1. The problem statement, all variables and given/known data The edge of a nucleus can be roughly modeled as a square potential barrier. An alpha particle in an unstable nucleus can be modeled as a particle with a specific energy, bouncing back and forth between these square potential barrier. Consider a nucleus of radius r and an alpha particle with kinetic energy E (i.e., let the potential energy within the nucleus be zero) and mass m.

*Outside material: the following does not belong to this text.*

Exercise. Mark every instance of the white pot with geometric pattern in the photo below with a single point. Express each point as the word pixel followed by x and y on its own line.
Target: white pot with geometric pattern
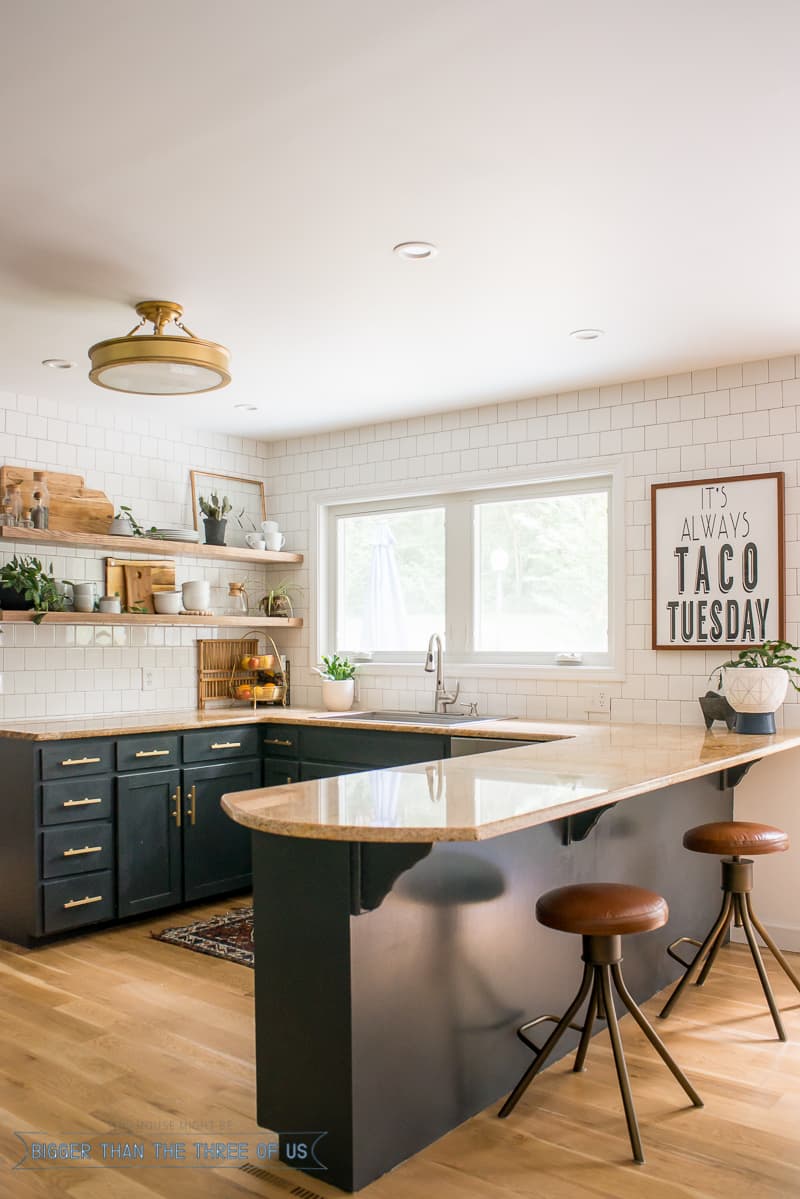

Assuming that the alpha particle moves along a diameter of the nucleus and that it moves at low enough speed that relativistic effects are negligible, what is the time tau between successive encounters between each edge of the nucleus and the alpha particle? Express your answer in terms of [itex]K_{e}[/itex], [itex]r[/itex], and [itex]m[/itex]. 2. Relevant equations [itex]K_{e}=mv^{2}[/itex] 3. The attempt at a solution [itex]v^{2}=\frac{(2r)^{2}}{t^{2}}[/itex] [itex]\frac{K_{e}}{m}=\frac{(2r)^{2}}{t^2}[/itex] [itex]\sqrt{\frac{K_{e}}{m}}=\frac{2r}{t}[/itex] [itex]2r\sqrt{\frac{m}{K_{e}}}={t}[/itex] Have I used the right approach to this problem? and have I got the correct answer? Thanks in advance
Seems like the answer does not need the 2 in my answer, which means I have made a mistake in my approach or calculation. Anyone able to help out? Thanks.
I'm not really sure about your approach, but there is a factor of half missing in your KE equation: [tex]K_e = \frac{1}{2}mv^2[/tex] Does that help?